HOA, Co-Op or Condo Fees
If your home is part of a homeowners’ association (HOA) or condominium association, you must pay fees for those. These fees go toward property care for the entire association, such as garbage collection or lawn maintenance. There could also be additional costs for projects that benefit the entire community.
Homeowners Insurance
Homeowners insurance is necessary for any homeowner taking out a mortgage, as lenders will require proof of homeowners insurance. These insurance policies cover your home structure and personal property. Like most insurance plans, you can take out a policy in amounts that reflect the value of your home and personal property. These policies can also cover other expenses, such as your liability if a guest is injured in your home.
Mortgage Insurance
Mortgage insurance — also known as private mortgage insurance (PMI) — protects the mortgage lender if the borrower does not pay their mortgage on time. Some lenders might require borrowers to pay toward mortgage insurance in their monthly mortgage payments to reduce their risk of lending the money.

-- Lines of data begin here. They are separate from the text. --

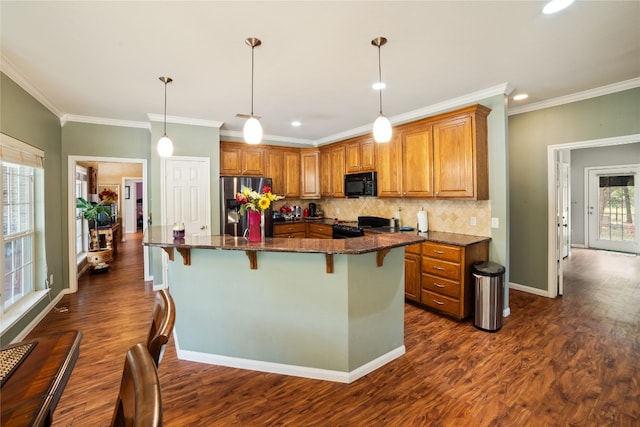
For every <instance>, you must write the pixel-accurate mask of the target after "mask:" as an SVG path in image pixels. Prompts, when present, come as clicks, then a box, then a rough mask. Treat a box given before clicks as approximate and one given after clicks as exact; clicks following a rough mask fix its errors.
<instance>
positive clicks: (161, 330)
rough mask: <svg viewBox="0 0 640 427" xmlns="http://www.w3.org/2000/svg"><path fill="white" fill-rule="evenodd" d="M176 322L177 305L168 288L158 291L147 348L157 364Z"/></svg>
mask: <svg viewBox="0 0 640 427" xmlns="http://www.w3.org/2000/svg"><path fill="white" fill-rule="evenodd" d="M175 323H176V306H175V303H174V302H173V298H172V297H171V294H170V293H169V290H168V289H162V290H160V291H158V293H156V300H155V303H154V305H153V314H152V316H151V327H150V328H149V335H148V337H147V349H148V350H149V353H151V357H152V358H153V361H154V362H155V364H156V366H158V365H159V364H160V361H161V360H162V355H163V354H164V349H165V346H166V345H167V342H168V341H169V338H170V337H171V331H173V326H174V324H175Z"/></svg>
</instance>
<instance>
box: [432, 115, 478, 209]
mask: <svg viewBox="0 0 640 427" xmlns="http://www.w3.org/2000/svg"><path fill="white" fill-rule="evenodd" d="M487 114H488V111H487V109H485V108H484V107H482V108H478V109H476V110H472V111H469V112H468V113H467V114H464V115H460V116H457V117H451V118H449V119H447V120H443V121H438V122H435V123H434V124H433V160H434V162H433V186H434V191H435V197H437V198H447V199H467V200H485V199H488V197H489V191H488V190H489V179H488V167H487V156H488V152H487V131H486V129H487V128H486V115H487Z"/></svg>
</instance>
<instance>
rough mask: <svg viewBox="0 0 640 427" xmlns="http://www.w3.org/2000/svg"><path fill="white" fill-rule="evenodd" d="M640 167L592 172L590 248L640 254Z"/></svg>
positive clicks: (587, 227) (588, 170) (590, 202)
mask: <svg viewBox="0 0 640 427" xmlns="http://www.w3.org/2000/svg"><path fill="white" fill-rule="evenodd" d="M639 172H640V165H635V166H633V167H629V166H626V167H609V168H589V169H588V170H587V171H586V172H585V175H587V177H586V182H587V183H588V189H587V200H588V203H587V206H588V210H587V212H586V216H587V219H586V220H585V224H586V225H587V232H586V233H585V235H586V236H588V243H587V247H590V248H595V249H604V250H609V251H616V252H630V253H638V233H637V230H636V221H637V218H638V209H640V207H639V206H638V205H639V204H640V203H638V192H637V191H635V183H636V182H637V179H638V175H639Z"/></svg>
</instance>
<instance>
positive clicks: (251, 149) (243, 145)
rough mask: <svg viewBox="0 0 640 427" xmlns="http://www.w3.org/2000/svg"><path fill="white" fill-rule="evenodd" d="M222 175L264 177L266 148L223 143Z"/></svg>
mask: <svg viewBox="0 0 640 427" xmlns="http://www.w3.org/2000/svg"><path fill="white" fill-rule="evenodd" d="M220 175H222V176H233V175H241V176H264V175H265V150H264V148H262V147H254V146H251V145H247V144H244V143H236V142H226V141H221V142H220Z"/></svg>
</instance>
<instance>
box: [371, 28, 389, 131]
mask: <svg viewBox="0 0 640 427" xmlns="http://www.w3.org/2000/svg"><path fill="white" fill-rule="evenodd" d="M386 43H387V39H386V38H385V37H376V38H375V39H373V40H371V44H372V45H374V46H376V47H377V48H378V84H379V85H382V65H381V61H380V46H383V45H384V44H386ZM379 90H380V98H379V99H380V115H379V116H378V118H377V119H376V121H375V122H374V123H373V139H374V140H375V141H376V142H389V141H391V134H392V130H391V122H390V121H389V119H387V118H386V117H385V116H384V114H382V87H381V88H380V89H379Z"/></svg>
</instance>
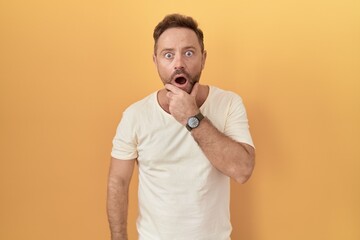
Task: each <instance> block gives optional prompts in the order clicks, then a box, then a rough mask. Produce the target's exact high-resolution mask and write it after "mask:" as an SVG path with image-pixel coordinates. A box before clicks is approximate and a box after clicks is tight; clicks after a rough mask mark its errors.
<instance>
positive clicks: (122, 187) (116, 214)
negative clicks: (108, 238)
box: [107, 158, 135, 240]
mask: <svg viewBox="0 0 360 240" xmlns="http://www.w3.org/2000/svg"><path fill="white" fill-rule="evenodd" d="M134 165H135V161H134V160H126V161H125V160H117V159H115V158H112V159H111V165H110V171H109V177H108V192H107V214H108V220H109V225H110V230H111V239H112V240H127V239H128V238H127V215H128V192H129V184H130V180H131V176H132V173H133V170H134Z"/></svg>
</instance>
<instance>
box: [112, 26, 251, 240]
mask: <svg viewBox="0 0 360 240" xmlns="http://www.w3.org/2000/svg"><path fill="white" fill-rule="evenodd" d="M153 61H154V63H155V66H156V68H157V70H158V73H159V76H160V79H161V80H162V82H163V84H164V88H163V89H161V90H159V91H158V95H157V97H158V102H159V104H160V106H161V107H162V109H163V110H164V111H166V112H168V113H170V114H171V115H172V116H173V117H174V118H175V119H176V120H177V121H178V122H179V123H181V124H182V125H184V127H185V125H186V123H187V120H188V118H189V117H191V116H194V115H196V114H197V113H199V112H200V110H199V107H200V106H201V105H202V104H203V103H204V101H205V100H206V98H207V96H208V94H209V87H208V86H205V85H201V84H199V83H198V82H199V79H200V76H201V71H202V70H203V68H204V66H205V61H206V51H204V52H201V48H200V44H199V42H198V39H197V36H196V34H195V33H194V32H193V31H192V30H190V29H186V28H170V29H167V30H166V31H164V33H163V34H162V35H161V36H160V38H159V39H158V43H157V49H156V52H155V53H154V56H153ZM179 77H181V78H182V79H183V81H182V82H178V81H177V80H176V79H177V78H179ZM184 79H185V81H184ZM191 135H192V136H193V138H194V139H195V141H196V142H197V143H198V145H199V146H200V148H201V149H202V151H203V152H204V153H205V155H206V156H207V158H208V159H209V161H210V162H211V163H212V165H213V166H214V167H215V168H217V169H218V170H219V171H220V172H222V173H223V174H225V175H227V176H229V177H231V178H233V179H234V180H235V181H237V182H239V183H245V182H246V181H247V180H248V179H249V177H250V176H251V173H252V171H253V168H254V164H255V160H254V159H255V151H254V149H253V147H251V146H250V145H247V144H245V143H239V142H236V141H234V140H232V139H231V138H229V137H227V136H225V135H224V134H223V133H221V132H220V131H218V130H217V129H216V128H215V127H214V126H213V125H212V123H211V119H207V118H204V119H203V120H202V121H201V123H200V125H199V126H198V127H197V128H195V129H193V130H192V131H191ZM134 160H136V159H134ZM134 164H135V161H131V160H130V161H129V160H127V161H125V160H121V159H120V160H119V159H114V158H112V160H111V166H110V172H109V180H108V199H107V210H108V219H109V224H110V229H111V236H112V240H127V239H128V238H127V230H126V228H127V213H128V191H129V184H130V180H131V176H132V173H133V169H134Z"/></svg>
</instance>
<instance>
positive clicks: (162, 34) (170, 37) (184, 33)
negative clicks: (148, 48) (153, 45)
mask: <svg viewBox="0 0 360 240" xmlns="http://www.w3.org/2000/svg"><path fill="white" fill-rule="evenodd" d="M157 47H158V50H161V49H164V48H166V49H168V48H171V49H173V48H174V49H175V48H184V47H194V48H200V43H199V40H198V37H197V35H196V33H195V32H194V31H193V30H191V29H189V28H169V29H167V30H165V31H164V32H163V33H162V34H161V35H160V37H159V39H158V42H157Z"/></svg>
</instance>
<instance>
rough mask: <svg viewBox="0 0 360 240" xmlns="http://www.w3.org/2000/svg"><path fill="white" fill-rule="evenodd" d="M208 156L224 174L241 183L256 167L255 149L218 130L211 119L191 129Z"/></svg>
mask: <svg viewBox="0 0 360 240" xmlns="http://www.w3.org/2000/svg"><path fill="white" fill-rule="evenodd" d="M191 133H192V136H193V137H194V139H195V141H196V142H197V143H198V144H199V146H200V148H201V149H202V151H203V152H204V153H205V155H206V157H207V158H208V159H209V161H210V162H211V163H212V165H213V166H214V167H216V168H217V169H218V170H219V171H220V172H222V173H223V174H225V175H227V176H229V177H231V178H233V179H235V180H236V181H237V182H239V183H244V182H246V181H247V180H248V179H249V177H250V176H251V173H252V171H253V168H254V163H255V161H254V149H253V148H252V147H251V146H246V145H245V144H241V143H238V142H236V141H234V140H232V139H231V138H229V137H227V136H225V135H224V134H223V133H221V132H220V131H218V130H217V129H216V128H215V127H214V126H213V125H212V123H211V122H210V121H209V119H207V118H205V119H203V120H202V121H201V123H200V125H199V127H198V128H195V129H193V130H192V131H191Z"/></svg>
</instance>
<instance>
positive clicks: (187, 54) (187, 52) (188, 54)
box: [185, 51, 194, 57]
mask: <svg viewBox="0 0 360 240" xmlns="http://www.w3.org/2000/svg"><path fill="white" fill-rule="evenodd" d="M192 55H194V52H193V51H186V52H185V56H187V57H191V56H192Z"/></svg>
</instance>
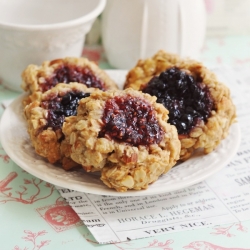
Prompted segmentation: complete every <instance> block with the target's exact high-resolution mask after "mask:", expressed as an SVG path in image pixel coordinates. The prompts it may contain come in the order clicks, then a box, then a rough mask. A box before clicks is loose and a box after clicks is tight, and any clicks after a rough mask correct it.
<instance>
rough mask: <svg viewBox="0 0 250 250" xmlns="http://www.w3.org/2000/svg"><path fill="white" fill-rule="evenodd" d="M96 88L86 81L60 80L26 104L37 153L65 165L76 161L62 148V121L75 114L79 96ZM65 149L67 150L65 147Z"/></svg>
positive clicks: (68, 165) (89, 91)
mask: <svg viewBox="0 0 250 250" xmlns="http://www.w3.org/2000/svg"><path fill="white" fill-rule="evenodd" d="M93 91H95V89H94V88H87V87H86V86H85V85H83V84H79V83H70V84H64V83H61V84H58V85H56V86H55V87H54V88H52V89H51V90H48V91H46V92H45V93H43V94H41V95H40V98H39V99H37V100H36V101H33V102H32V103H30V104H29V105H27V106H26V107H25V109H24V114H25V117H26V119H27V124H28V133H29V135H30V138H31V142H32V145H33V146H34V148H35V151H36V153H37V154H39V155H41V156H43V157H45V158H47V159H48V161H49V162H50V163H55V162H60V161H62V162H63V163H64V167H65V169H69V168H71V167H74V166H76V165H77V164H76V163H75V162H73V161H72V160H71V159H70V157H67V156H65V155H64V153H63V152H61V149H60V146H61V142H62V141H63V139H64V135H63V133H62V124H63V122H64V119H65V117H68V116H74V115H75V114H76V109H77V106H78V102H79V100H80V99H82V98H85V97H88V96H89V95H90V93H91V92H93ZM63 150H64V151H66V152H67V150H66V148H63Z"/></svg>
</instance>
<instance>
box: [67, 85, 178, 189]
mask: <svg viewBox="0 0 250 250" xmlns="http://www.w3.org/2000/svg"><path fill="white" fill-rule="evenodd" d="M167 121H168V111H167V109H165V108H164V106H163V105H162V104H159V103H156V97H152V96H150V95H148V94H144V93H142V92H140V91H136V90H133V89H126V90H112V91H106V92H103V91H99V90H97V91H95V92H93V93H92V94H91V95H90V96H89V97H87V98H84V99H81V100H80V102H79V106H78V111H77V115H76V116H75V117H66V118H65V122H64V124H63V129H62V131H63V133H64V135H65V140H64V143H66V144H69V145H70V150H69V151H70V153H69V154H70V157H71V158H72V159H73V160H74V161H75V162H77V163H79V164H81V165H82V167H83V169H85V170H86V171H87V172H92V171H100V173H101V180H102V181H103V183H104V184H105V185H107V186H108V187H109V188H113V189H115V190H117V191H119V192H125V191H127V190H128V189H135V190H140V189H146V188H147V187H148V184H150V183H153V182H154V181H156V180H157V179H158V177H159V176H160V175H162V174H164V173H166V172H168V171H169V170H170V169H171V168H172V167H173V166H174V165H175V164H176V162H177V160H178V159H179V155H180V141H179V139H178V134H177V130H176V128H175V126H172V125H170V124H169V123H167Z"/></svg>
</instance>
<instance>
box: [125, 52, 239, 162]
mask: <svg viewBox="0 0 250 250" xmlns="http://www.w3.org/2000/svg"><path fill="white" fill-rule="evenodd" d="M124 88H133V89H136V90H140V91H142V92H144V93H148V94H150V95H152V96H156V97H157V102H158V103H162V104H163V105H164V106H165V107H166V108H167V109H168V110H169V121H168V122H169V123H170V124H172V125H175V126H176V128H177V131H178V134H179V139H180V140H181V146H182V148H181V157H180V158H181V160H186V159H188V158H189V157H190V156H191V155H192V153H193V151H194V150H195V149H197V148H203V149H204V153H210V152H211V151H213V150H214V149H215V148H216V146H217V145H218V144H219V143H220V142H221V140H222V139H224V138H225V137H226V136H227V134H228V131H229V127H230V125H231V124H232V123H233V122H234V121H235V117H236V110H235V106H234V104H233V102H232V99H231V97H230V91H229V89H228V88H227V87H226V86H225V85H224V84H223V83H221V82H219V81H218V80H217V78H216V76H215V74H214V73H212V72H211V71H210V70H208V69H207V68H206V67H205V66H203V65H202V64H201V63H199V62H197V61H194V60H190V59H182V58H180V57H178V56H176V55H173V54H168V53H166V52H164V51H159V52H158V53H157V54H156V55H155V56H153V57H152V58H149V59H146V60H140V61H138V63H137V65H136V66H135V67H134V68H133V69H131V70H130V71H129V72H128V74H127V77H126V82H125V85H124Z"/></svg>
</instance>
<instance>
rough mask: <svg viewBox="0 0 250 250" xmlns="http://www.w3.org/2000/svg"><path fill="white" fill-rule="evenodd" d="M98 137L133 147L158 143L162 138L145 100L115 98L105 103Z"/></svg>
mask: <svg viewBox="0 0 250 250" xmlns="http://www.w3.org/2000/svg"><path fill="white" fill-rule="evenodd" d="M102 121H103V123H104V125H103V127H102V129H101V131H100V132H99V137H106V138H111V139H114V140H116V141H120V142H127V143H129V144H132V145H133V146H139V145H145V146H147V145H150V144H154V143H159V142H160V141H161V140H162V137H163V130H162V129H161V127H160V125H159V123H158V121H157V119H156V116H155V111H154V109H153V108H152V107H151V105H150V104H149V103H147V102H146V101H145V100H143V99H141V98H138V97H132V96H129V95H128V96H125V97H123V96H116V97H114V98H112V99H110V100H108V101H107V102H106V105H105V108H104V113H103V117H102Z"/></svg>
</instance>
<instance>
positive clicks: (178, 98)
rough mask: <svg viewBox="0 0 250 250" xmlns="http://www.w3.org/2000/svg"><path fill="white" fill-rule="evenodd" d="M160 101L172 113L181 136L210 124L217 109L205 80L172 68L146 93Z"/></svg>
mask: <svg viewBox="0 0 250 250" xmlns="http://www.w3.org/2000/svg"><path fill="white" fill-rule="evenodd" d="M142 92H144V93H148V94H150V95H153V96H156V97H157V102H158V103H162V104H163V105H164V106H165V107H166V108H167V109H168V110H169V121H168V122H169V123H170V124H172V125H175V126H176V128H177V131H178V134H183V135H185V134H188V133H189V132H190V131H191V130H192V128H193V127H195V126H196V125H197V124H198V123H199V122H200V121H201V120H203V121H205V122H206V121H207V119H208V118H209V116H210V114H211V110H212V109H213V107H214V102H213V99H212V97H211V95H210V93H209V89H208V88H207V87H206V86H205V85H204V84H202V81H201V79H197V80H196V79H195V78H194V77H193V76H192V75H189V74H187V73H185V72H184V71H181V70H180V69H178V68H177V67H172V68H169V69H167V70H166V71H164V72H162V73H161V74H160V75H159V76H156V77H153V78H152V79H151V80H150V81H149V83H148V84H147V86H146V87H145V88H144V89H143V90H142Z"/></svg>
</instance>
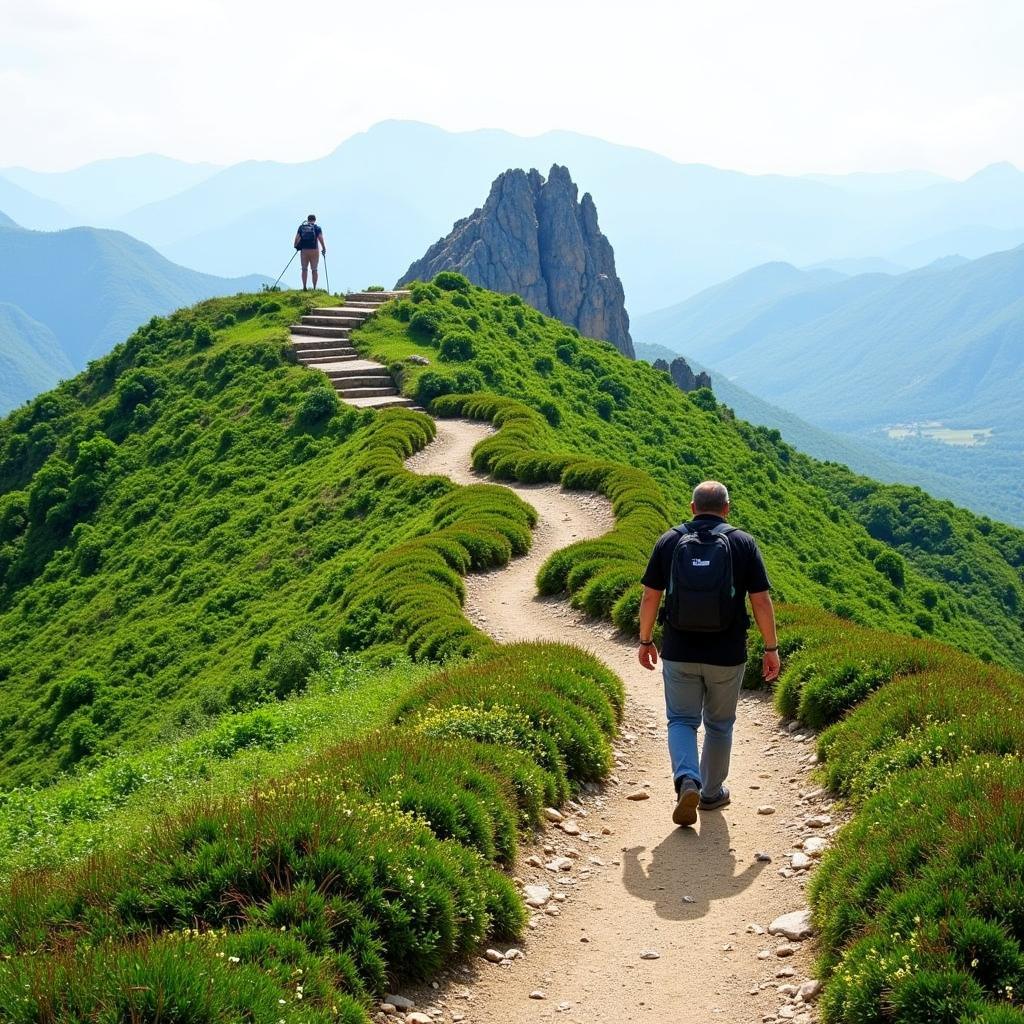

Utilities, Maintenance and Repair Costs
One of the main differences between renting and owning your home is the responsibility of maintenance and repair costs. In most cases, if you’re renting a property, maintenance and repair of the appliances or home systems is covered by your rental property. However, when you own a home, you should be prepared to pay for general home maintenance, repairing HVAC systems, and replacing appliances as needed. You will also be responsible for the cost of utilities, including heating, water, electricity and more. Some of these costs may be included in your HOA fee if you are part of an HOA.
Decorating Costs
You will have new spaces to furnish and decorate when you purchase a home. Decorating is not always an essential expense, but you should consider the size and spaces in your new home. Those costs must be considered if you are moving to a larger property or want to redo some of the spaces in your new home.
Compare Best Mortgage Offers From Benzinga’s Top Lenders
The best way to proceed is to find the right mortgage lender for your needs. Your mortgage lender will be an important partner in your process and choosing the right lender can help you save money in the long run.
How Much Do I Need to Save Up to Buy a Home?
The amount you need to save up before purchasing a home depends on several factors. A major consideration is the average cost of homes where you are looking to buy a house. Consider the mortgage programs and other programs that you might qualify for. Having reserves to cover your homeownership costs is always a good idea even if your income is disrupted or your lender doesn’t require it.
Frequently Asked Questions
How much does it cost to buy a home?
This depends on where you buy a home and the mortgages you qualify for. Be sure to consider the upfront costs and ongoing costs as well as your savings and the programs you qualify for.
Who pays closing costs when buying a home?
In most cases, the buyer pays the closing costs.
What are the prepaid costs when buying a home?
Prepaid costs are typically expenses that go toward ongoing homeownership costs. They can include homeowners insurance premiums, mortgage interest payments, and property taxes.